Town in Pyongyang, North Korea

Ryomyong New Town (려명거리신도시) refers to a new town located in Pyongyang, North Korea. The exact location is Ryomyong Avenue which refers from Yongsaengtap to Kumsusan Palace of the Sun in Taesong-guyok.

== Name ==
The name "Ryomyong" means "dawn" in Korean language.

== Project ==
The project was proposed by Kim Jong Un in March 2016 and the planned completion was in August of the same year. There were several outdated buildings in Ryomyong Avenue, but due to the plan, all of them were demolished. Construction was started in March 2016.

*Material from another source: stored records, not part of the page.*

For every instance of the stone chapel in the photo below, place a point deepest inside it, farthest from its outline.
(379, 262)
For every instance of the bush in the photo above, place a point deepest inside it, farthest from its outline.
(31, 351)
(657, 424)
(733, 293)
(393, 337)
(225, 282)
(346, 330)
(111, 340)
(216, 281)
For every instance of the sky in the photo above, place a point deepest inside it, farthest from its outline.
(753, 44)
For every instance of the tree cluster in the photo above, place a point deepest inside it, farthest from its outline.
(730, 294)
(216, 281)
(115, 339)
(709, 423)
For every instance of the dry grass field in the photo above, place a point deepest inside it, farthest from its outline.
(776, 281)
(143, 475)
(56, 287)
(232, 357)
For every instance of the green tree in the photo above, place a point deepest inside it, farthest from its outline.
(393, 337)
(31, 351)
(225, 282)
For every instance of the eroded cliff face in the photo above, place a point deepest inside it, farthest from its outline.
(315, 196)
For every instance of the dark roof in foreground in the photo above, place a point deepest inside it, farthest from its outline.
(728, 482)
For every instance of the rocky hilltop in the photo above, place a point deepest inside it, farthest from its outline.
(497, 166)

It consists of 40 new condominiums, 33 refurbished condominiums and 34 of public facilities including 6 schools, 3 kindergartens and 3 nurseries. Also, 7 buildings for Kim Il Sung University will be built and 15 commercial buildings will be constructed. Around the Kumsusan Palace of the Sun, only small and idyllic buildings will be built due to the height restrictions. The motto is 'Green city, energy-saving city'. All apartments have passive solar heating systems, geothermal systems and solar panels.

The construction was started in March 2016 and topped-out in August of the same year. Total 1.7 billion won were used and the total areas are 151500 m^{2}.

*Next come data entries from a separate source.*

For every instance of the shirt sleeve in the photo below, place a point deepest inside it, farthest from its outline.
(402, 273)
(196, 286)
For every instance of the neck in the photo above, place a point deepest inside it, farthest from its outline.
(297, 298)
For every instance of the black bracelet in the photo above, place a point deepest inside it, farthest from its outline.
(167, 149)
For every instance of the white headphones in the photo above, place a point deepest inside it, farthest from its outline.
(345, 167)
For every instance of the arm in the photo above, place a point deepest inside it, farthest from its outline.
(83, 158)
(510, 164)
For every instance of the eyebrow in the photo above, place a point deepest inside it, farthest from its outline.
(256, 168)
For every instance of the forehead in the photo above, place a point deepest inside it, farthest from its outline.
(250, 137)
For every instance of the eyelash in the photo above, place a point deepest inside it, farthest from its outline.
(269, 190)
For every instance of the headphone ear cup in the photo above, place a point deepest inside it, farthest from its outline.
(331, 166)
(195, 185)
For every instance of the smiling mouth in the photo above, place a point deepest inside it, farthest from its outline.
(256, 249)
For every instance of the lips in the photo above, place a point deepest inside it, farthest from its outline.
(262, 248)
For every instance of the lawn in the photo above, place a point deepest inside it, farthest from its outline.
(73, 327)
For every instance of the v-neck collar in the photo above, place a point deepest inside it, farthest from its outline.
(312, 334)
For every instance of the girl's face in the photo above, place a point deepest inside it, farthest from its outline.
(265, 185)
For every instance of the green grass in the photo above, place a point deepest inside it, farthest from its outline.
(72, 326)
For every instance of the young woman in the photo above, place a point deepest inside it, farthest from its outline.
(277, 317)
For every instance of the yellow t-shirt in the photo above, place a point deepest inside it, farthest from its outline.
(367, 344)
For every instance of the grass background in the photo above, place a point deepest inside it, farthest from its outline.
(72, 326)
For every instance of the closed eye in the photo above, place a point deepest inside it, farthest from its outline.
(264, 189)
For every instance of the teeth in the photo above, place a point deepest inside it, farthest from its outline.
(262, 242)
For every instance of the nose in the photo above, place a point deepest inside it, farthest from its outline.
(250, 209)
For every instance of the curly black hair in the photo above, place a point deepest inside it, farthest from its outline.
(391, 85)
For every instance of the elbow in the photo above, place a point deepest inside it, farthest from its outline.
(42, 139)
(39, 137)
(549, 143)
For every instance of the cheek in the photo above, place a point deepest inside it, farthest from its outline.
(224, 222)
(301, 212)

=== Ryomyong Condominium ===

This condominium has 82 stories, with a height of 270 m. Construction was started in March 2016 but was temporarily on-hold due to redirection of construction to flooding in North Hamgyong province. It was restarted and was estimated to complete on 15 April 2017.

The condominium is de facto the highest building of North Korea, since Ryugyong Hotel (de jure the highest building) was topped-out in 1989 and has yet to open.

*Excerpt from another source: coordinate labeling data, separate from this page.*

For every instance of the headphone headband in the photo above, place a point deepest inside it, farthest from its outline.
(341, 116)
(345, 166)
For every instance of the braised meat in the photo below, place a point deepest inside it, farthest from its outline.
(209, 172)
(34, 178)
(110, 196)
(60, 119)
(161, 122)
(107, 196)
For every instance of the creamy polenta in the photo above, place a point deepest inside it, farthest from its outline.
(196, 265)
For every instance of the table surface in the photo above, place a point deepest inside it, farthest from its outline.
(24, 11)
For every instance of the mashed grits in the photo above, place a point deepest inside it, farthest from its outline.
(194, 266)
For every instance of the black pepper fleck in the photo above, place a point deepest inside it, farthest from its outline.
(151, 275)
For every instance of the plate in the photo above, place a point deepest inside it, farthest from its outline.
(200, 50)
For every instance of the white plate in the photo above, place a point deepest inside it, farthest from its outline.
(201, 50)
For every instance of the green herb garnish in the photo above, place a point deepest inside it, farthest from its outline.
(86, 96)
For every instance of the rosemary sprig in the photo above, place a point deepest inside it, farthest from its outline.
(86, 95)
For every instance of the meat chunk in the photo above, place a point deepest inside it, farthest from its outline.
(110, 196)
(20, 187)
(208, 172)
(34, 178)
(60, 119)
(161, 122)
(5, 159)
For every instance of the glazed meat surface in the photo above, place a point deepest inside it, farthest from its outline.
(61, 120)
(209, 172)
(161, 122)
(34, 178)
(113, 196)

Construction was completed by 13 April 2017 and officially opened just after 2 days.

== Criticism ==

=== Poor construction ===
Construction has been described as rushed, with 270m of condominium built in just 74 days. This is quite short compared to other well-known skyscrapers such as Petronas Twin Tower (4~5 years) and Burj Khalifa (5 years). A South Korean expert said, "To build 270m of skyscraper, construction should be done for at least 2 years or more."

Another 23-story apartment building in Pyongchon-guyok, , collapsed around May 18, 2014. The cause of the collapse has been officially declared by North's official Korean Central News Agency as "irresponsible supervision and control".

==Relation to other building projects==
The new town is one of a number of "monumental" projects built between 2012-2017, including the Pyongyang Sci-Tech Complex, new Natural History Museum, new People's Open-air Ice Rink, Changjon Street (창전거리), Unha Scientists Street, Wisong Scientists Street (위성과학자거리), Mirae Street and Ryomyong Street.